I have feeling substitution might be used, but I just can't put my finger on it...
Thank you.
How do I integrate $\displaystyle\int (x^2 + 2)\sqrt{1-x} \; dx$ ?
I have feeling substitution might be used, but I just can't put my finger on it...
Thank you.
The ‘problem child’ in your integrand is $\sqrt{1-x}$; that should immediately suggest substituting either $u=\sqrt{1-x}$ or $u=1-x$. The latter looks simpler, so let’s try it and see what happens. We get $du=-dx$, which is nice and simple, and it’s easy enough to solve for $x$ to find that $x=1-u$. Now substitute $1-u$ for $x$ in the rest of the integrand, and you get
$$\begin{align*}\int (x^2+2)\sqrt{1-x}\,dx&=-\int\left((1-u)^2+2\right)\sqrt u\, du\\ &=-\int(3-2u+u^2)u^{1/2}\,du\;. \end{align*}$$
Now just multiply out, use the power rule, and reverse the substitution.

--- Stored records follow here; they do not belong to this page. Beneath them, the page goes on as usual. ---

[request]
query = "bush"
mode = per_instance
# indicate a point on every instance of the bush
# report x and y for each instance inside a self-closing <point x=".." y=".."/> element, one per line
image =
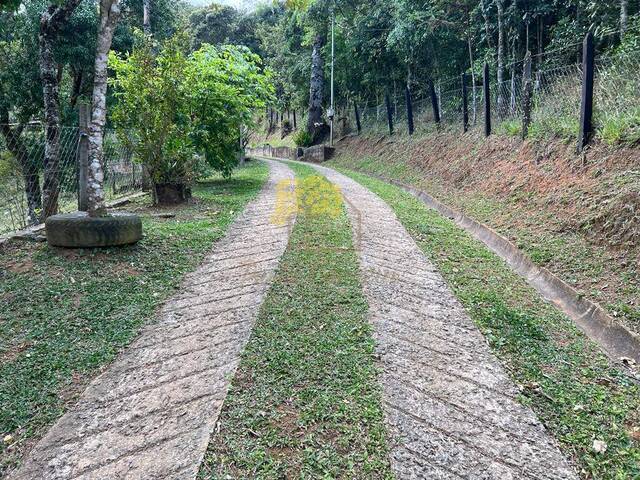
<point x="303" y="139"/>
<point x="175" y="109"/>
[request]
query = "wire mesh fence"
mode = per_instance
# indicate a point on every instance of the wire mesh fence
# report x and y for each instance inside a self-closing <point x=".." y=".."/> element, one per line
<point x="556" y="80"/>
<point x="25" y="183"/>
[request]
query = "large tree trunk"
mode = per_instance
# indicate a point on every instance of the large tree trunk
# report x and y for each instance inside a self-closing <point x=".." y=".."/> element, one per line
<point x="146" y="16"/>
<point x="50" y="23"/>
<point x="487" y="24"/>
<point x="624" y="17"/>
<point x="316" y="90"/>
<point x="29" y="171"/>
<point x="109" y="14"/>
<point x="501" y="101"/>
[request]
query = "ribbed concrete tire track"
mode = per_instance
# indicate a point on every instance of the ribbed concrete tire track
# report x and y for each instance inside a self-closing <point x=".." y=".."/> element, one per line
<point x="151" y="413"/>
<point x="451" y="409"/>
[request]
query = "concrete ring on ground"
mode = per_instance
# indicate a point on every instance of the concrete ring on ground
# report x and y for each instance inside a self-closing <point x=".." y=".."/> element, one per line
<point x="78" y="230"/>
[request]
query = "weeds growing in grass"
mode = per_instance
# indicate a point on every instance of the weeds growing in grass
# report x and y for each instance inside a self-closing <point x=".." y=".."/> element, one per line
<point x="305" y="402"/>
<point x="574" y="389"/>
<point x="65" y="314"/>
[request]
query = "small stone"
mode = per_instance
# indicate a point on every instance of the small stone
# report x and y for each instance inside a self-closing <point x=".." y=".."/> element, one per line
<point x="599" y="446"/>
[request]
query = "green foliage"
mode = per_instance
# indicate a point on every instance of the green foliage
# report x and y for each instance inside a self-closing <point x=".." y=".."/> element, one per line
<point x="302" y="138"/>
<point x="225" y="89"/>
<point x="152" y="111"/>
<point x="512" y="128"/>
<point x="64" y="318"/>
<point x="174" y="109"/>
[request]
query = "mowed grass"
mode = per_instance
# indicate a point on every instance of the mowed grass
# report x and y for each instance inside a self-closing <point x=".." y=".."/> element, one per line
<point x="576" y="392"/>
<point x="305" y="402"/>
<point x="65" y="314"/>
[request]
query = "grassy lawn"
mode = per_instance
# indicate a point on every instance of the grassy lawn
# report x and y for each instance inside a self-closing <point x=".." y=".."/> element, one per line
<point x="65" y="314"/>
<point x="305" y="402"/>
<point x="573" y="388"/>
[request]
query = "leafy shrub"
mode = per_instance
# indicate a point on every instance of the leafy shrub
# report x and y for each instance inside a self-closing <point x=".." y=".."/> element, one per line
<point x="302" y="138"/>
<point x="513" y="127"/>
<point x="174" y="109"/>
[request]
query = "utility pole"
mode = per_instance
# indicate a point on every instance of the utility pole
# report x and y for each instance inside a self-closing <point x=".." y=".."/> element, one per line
<point x="333" y="54"/>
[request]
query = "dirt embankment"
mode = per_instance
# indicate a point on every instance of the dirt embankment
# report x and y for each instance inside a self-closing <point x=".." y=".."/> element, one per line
<point x="577" y="215"/>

You might wonder what would have happened if we’d used the substitution $u=\sqrt{1-x}$ instead. Then we’d have $x=1-u^2$, so $x^2+2=(1-u^2)^2+2=3-2u^2+u^4$, which isn’t bad. We also get $$du=\frac{-1}{\sqrt{1-x}}dx\;,$$ or $dx=-\sqrt{1-x}\,du$ which looks a little ugly until you realize that it’s just $-u\,du$. Thus, with this substitution we get
$$\int (x^2+2)\sqrt{1-x}\,dx=-\int(3-2u^2+u^4)u^2\, du\;,$$
which turns out to be not so bad after all.
Note that $$x^2+2=(1-x)^2-2(1-x)+3,$$ which implies that $$(x^2+2)\sqrt{1-x}=(1-x)^\frac{5}{2}-2(1-x)^{\frac{3}{2}}+3(1-x)^{\frac{1}{2}}.$$ Therefore, let $u=1-x$, we have $dx=-du$, which implies that $$\int (x^2+2)\sqrt{1-x}dx=-\int u^\frac{5}{2}-2u^{\frac{3}{2}}+3u^{\frac{1}{2}}du$$ $$=-\frac{2}{7}u^{\frac{7}{2}}+\frac{4}{5}u^{\frac{5}{2}}+2u^{\frac{3}{2}}+C$$ $$=-\frac{2}{7}(1-x)^{\frac{7}{2}}+\frac{4}{5}(1-x)^{\frac{5}{2}}+2(1-x)^{\frac{3}{2}}+C.$$
Another way is a rationalizing substitution ("rationalizing" $=$ getting rid of the radical): $$ u=\sqrt{1-x} $$ $$ u^2=1-x $$ $$ 2u\;du = -dx $$ $$ x=1-u^2 $$ $$ \int (x^2 + 2)\sqrt{1-x} \; dx = \int((1-u^2)^2+2) u (2u\;du). $$ Then multiply it out and you're integrating a polynomial.
Finally, but $\sqrt{1-x}$ in place of each "$u$" at the end.